Guest comment from Richard Hansen James, Lorega Loss Adjuster
A recent press story about the dramatic and devastating Cutty Sark fire shows one sad fact very clearly: this will be feeding time for the lawyers.
According to reports, possible causes include a crew not turning off a dust extractor, deficient crew supervision and the failure of a fire alarm. The blame lies with someone. So, after the Cutty Sark’s insurers have paid the claim, they will of course look to reclaim their money and the potential targets are many: contractors, subcontractors, alarm providers, project managers and others.
But insurers are not the only losers. The Cutty Sark Trust is said to have suffered serious uninsured losses and, because it is part of the Greenwich World Heritage Site that relies on public money, it affects us all.

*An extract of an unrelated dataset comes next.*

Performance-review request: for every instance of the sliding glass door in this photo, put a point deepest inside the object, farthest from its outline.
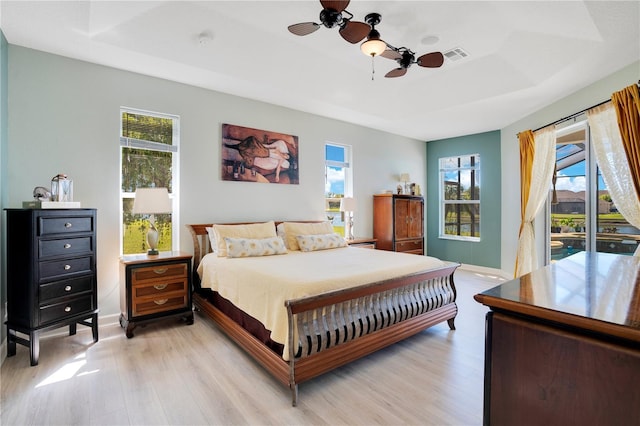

While we are not involved in this case, in murky legal seas like this case the initial actions of Lorega’s adjusters would be to steer the future course which could be vital in protecting the client’s interests.
The insurer’s adjuster is only interested in protecting insurers; there is no reason to consider the wider picture. By contrast, if a Lorega adjuster had been called upon the expert would see what the client’s insured and uninsured losses are likely to be, from the beginning. That’s important, bearing in mind that these cases can often take five or six years to come to court, and all too often the uninsured losses are only added as an afterthought. Few clients will be able to afford the several hundred thousand pounds it may take to bring an action, so there is benefit from the lead taken by insurers.